In the beginning pages of Exodus, we note that the initial group of 70 people who fled the famine in Canaan when Joseph held a high position at the side of the Egyptian Pharaoh has greatly multiplied. Four hundred years later, the current Pharaoh has no memory of Joseph, and the phenomenal growth of the Hebrews is politically worrisome to the Egyptians.. What if these Hebrews, who breed in such numerous swarms despite enslavement and continual hard labor, should side with Egypt’s enemies? So the Pharaoh issues a decree to the mid-wives, personified in the Torah as Shiphrah and Puah: “When you deliver the Hebrew women, look at the birthstool: If it is a boy, kill him; if it is a girl let her live” (Exodus 1:16).

The courageous midwives, risking their own lives, were not about to commit infanticide, however. They feared God more than the Pharaoh. “The midwives, fearing God, did not do as the king of Egypt had told them; they let the boys live.” In what is likely the first recorded case of civil disobedience, the mid-wives did not obey immoral orders. The Torah is teaching us that we can disobey laws that are crimes against humanity. In other words, moral right supersedes sovereign might. In fact, there is a moral imperative to disobey laws that are crimes against humanity.  Perhaps they would not have been able to put it into words, but Shiphrah and Puah, understood that it was their role, even as humble midwives, to be God’s partners in upholding a just and compassionate world. That is the message of the Bible in the first pages of Exodus.

It is a lesson that has not been fully understood even in the 21st century. In our time, the power of high office or money or both all too often still supersede moral right.

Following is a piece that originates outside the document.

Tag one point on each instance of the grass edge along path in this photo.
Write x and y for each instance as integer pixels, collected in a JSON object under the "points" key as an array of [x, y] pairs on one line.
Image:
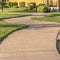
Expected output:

Even though the Pharaoh summoned them to account for their actions, the midwives placated him:

“The king of Egypt summoned the midwives and said to them, ‘Why have you done this thing, letting the boys live?’ The midwives said to Pharaoh, ‘Because the Hebrew women are not like the Egyptian women: they are vigorous. Before the midwife can come to them, they have given birth’ ” (Exodus 1: 18-19).

But when the Hebrew women continued to “multiply” by giving birth, the Pharaoh was enraged and ordered his people: “Every boy that is born you shall throw into the Nile, but let every girl live.”

That’s how it happened, the Torah portrays, that when Moses was born, his mother hid him in a basket in the reeds of the Nile while his sister, Miriam watched him from a distance until the Pharaoh’s own daughter, sympathetic to the plight of a child, rescued him. The Egyptian princess brought him up as her own son, as an Egyptian prince. This was the Moses who, as a grown man, was to discover the moral responsibility of his own heritage. He would free the enslaved Hebrews by leading them through the desert for 40 years to the shores of the Promised Land. This parasha and the chapters to follow are the very foundation of the Liberation Theology inherent in Judaism.